# northrop p/f-61 black widow



## jrk (Sep 14, 2005)

a number of black widows continued to serve until 1950 in usaf service.by then designated f-51s and in 1949 were the first aircraft of the embryonic us air defence command,founded to defend the usa from soviet air attack.

can anyone confirm this?

thanks jay


----------



## FLYBOYJ (Sep 14, 2005)

jrk said:


> a number of black widows continued to serve until 1950 in usaf service.by then designated f-51s and in 1949 were the first aircraft of the embryonic us air defence command,founded to defend the usa from soviet air attack.
> 
> can anyone confirm this?
> 
> thanks jay



Most Black Widows in combat configuration went out of service right after WW2. Test and hack aircraft hung around for a few years. They were totally removed from the inventory in the early 50s.


----------



## evangilder (Sep 14, 2005)

I always thought the F-51 was the redesignation of the P-51.


----------



## syscom3 (Sep 14, 2005)

Dont you mean P/F-61 Blackwidow?

The F61 also was converted postwar to a recon plane called the "reporter".

Didnt do much though cause of the jets coming onine.


----------



## jrk (Sep 15, 2005)

the title of this thread is p/f-61 black widow


----------



## evangilder (Sep 15, 2005)

Yes, but your first post said F-51, that is why I got confused. Sorry bout that.


----------



## jrk (Sep 16, 2005)

dang i may have misprinted........my mistake sorry eg.


----------



## evangilder (Sep 16, 2005)

No biggie, that's why we asked.


----------



## jrk (Sep 16, 2005)

i,m not having the best of times at the moment.


----------



## syscom3 (Sep 16, 2005)

I dont think the P61 served in the air defense role for the US after 1947 or so. The F82 was deployed and far superior to the P61 by then.

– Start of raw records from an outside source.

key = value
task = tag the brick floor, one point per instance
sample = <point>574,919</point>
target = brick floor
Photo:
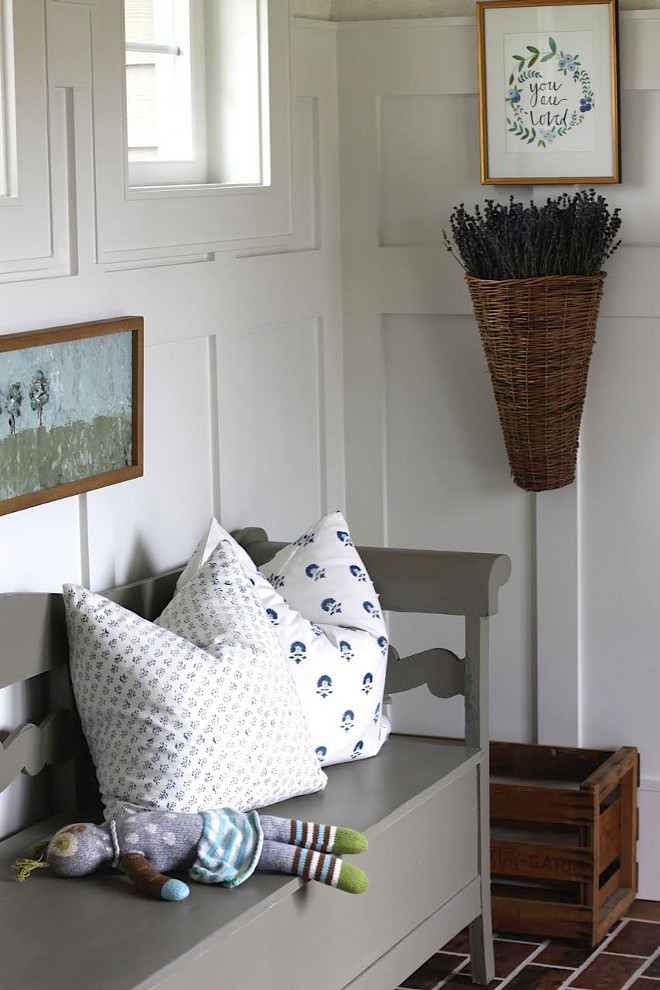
<point>628,959</point>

If someone has different info, Id like to know


----------



## FLYBOYJ (Sep 16, 2005)

syscom3 said:


> I dont think the P61 served in the air defense role for the US after 1947 or so. The F82 was deployed and far superior to the P61 by then.
> 
> If someone has different info, Id like to know



I believe you're right. I think the F-82 was the main air defense fighter right after the war


----------



## Marshall_Stack (Sep 29, 2005)

The P-61 reconnaissance version became the F-15 Reporter, not the F-51. It was used as an all-weather recon plane for a short period after WWII.


----------